In our experience, data about BRAF V600E mutation add up to literature, supporting molecular subtype existence with good prognosis, even if results about correlation between genetic alteration and overall survival are statistically significant borderline. In our population none were treated with target therapies against V600E mutation, we couldn’t then conclude about its predictive role. In Italy none of anti-BRAF agents are actually approved by AIFA (Italian Agency of Pharmaceuticals).

Other molecular observations under preclinical investigation include TERT promoter alterations, which seems to be related to anaplastic progression, [2, 34, 35] apparently low rate of IDH1/IDH2 mutations and MGMT promoter hypermethylation, with differential diagnosis implications with Glioblastoma Multiforme (GBM) [36]. The results observed in our study are in line with an epidemiological, clinical and histological point of view with what has already been observed in the literature. Even in our study group, the onset was mainly at a young age, surgery was the first choice treatment followed by radiation therapy in combination or not with chemotherapy.
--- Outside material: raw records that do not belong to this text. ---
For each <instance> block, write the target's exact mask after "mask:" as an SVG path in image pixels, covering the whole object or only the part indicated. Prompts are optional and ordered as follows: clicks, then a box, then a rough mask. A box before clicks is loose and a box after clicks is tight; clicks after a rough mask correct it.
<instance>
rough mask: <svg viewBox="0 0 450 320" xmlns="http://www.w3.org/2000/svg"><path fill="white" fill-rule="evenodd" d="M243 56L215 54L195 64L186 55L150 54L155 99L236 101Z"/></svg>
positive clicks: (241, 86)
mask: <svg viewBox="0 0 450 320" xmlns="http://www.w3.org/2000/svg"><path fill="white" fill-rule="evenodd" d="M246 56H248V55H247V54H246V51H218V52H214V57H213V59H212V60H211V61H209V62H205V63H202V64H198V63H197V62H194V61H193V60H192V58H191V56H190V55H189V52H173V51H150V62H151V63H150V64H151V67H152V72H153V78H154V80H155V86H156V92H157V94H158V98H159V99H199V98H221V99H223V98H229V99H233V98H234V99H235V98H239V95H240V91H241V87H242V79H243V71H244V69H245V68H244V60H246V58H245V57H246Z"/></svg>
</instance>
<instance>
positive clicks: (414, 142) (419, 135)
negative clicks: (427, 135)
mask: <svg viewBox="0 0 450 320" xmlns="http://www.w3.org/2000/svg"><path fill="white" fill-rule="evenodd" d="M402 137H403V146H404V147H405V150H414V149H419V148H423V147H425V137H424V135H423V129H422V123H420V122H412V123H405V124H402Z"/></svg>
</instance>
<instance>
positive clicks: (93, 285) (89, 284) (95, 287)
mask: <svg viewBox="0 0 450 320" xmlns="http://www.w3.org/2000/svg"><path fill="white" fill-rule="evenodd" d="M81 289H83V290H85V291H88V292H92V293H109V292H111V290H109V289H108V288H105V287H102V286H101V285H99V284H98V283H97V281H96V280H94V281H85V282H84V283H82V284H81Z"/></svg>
Our study includes rare disease patients treated by specialists with high volume and high expertise in CNS neoplasms: every single case was discussed in a weekly multidisciplinary meeting to choose the best option for the patient, in light of surgical, radiological anatomopathological and radio-oncological findings.

Limitations of the current study are due to the retrospective nature, small sample size, heterogeneity of the characteristics of the population, furthermore the treatment at relapse did not include the new BRAF inhibitors, which recently have demonstrated activity in clinical observations.

Conclusion

PXA is a rare disease that occurs mainly in young adults. On the basis of data in the literature, younger patients (< 20 years), patients who undergo a GTR, and patients with a lower grade tumor have a better outcome. Grade III and incompletely resected tumors, adjuvant radiation or a combination of both radiotherapy and chemotherapy should be delivered taking into account risk factors, while the role of adjuvant therapy is debatable. The molecular characteristics should be performed to identify patients with different clinical behavior, they could influence not only prognosis but also therapeutic management. Target therapies are the new perspectives towards which studies are directed.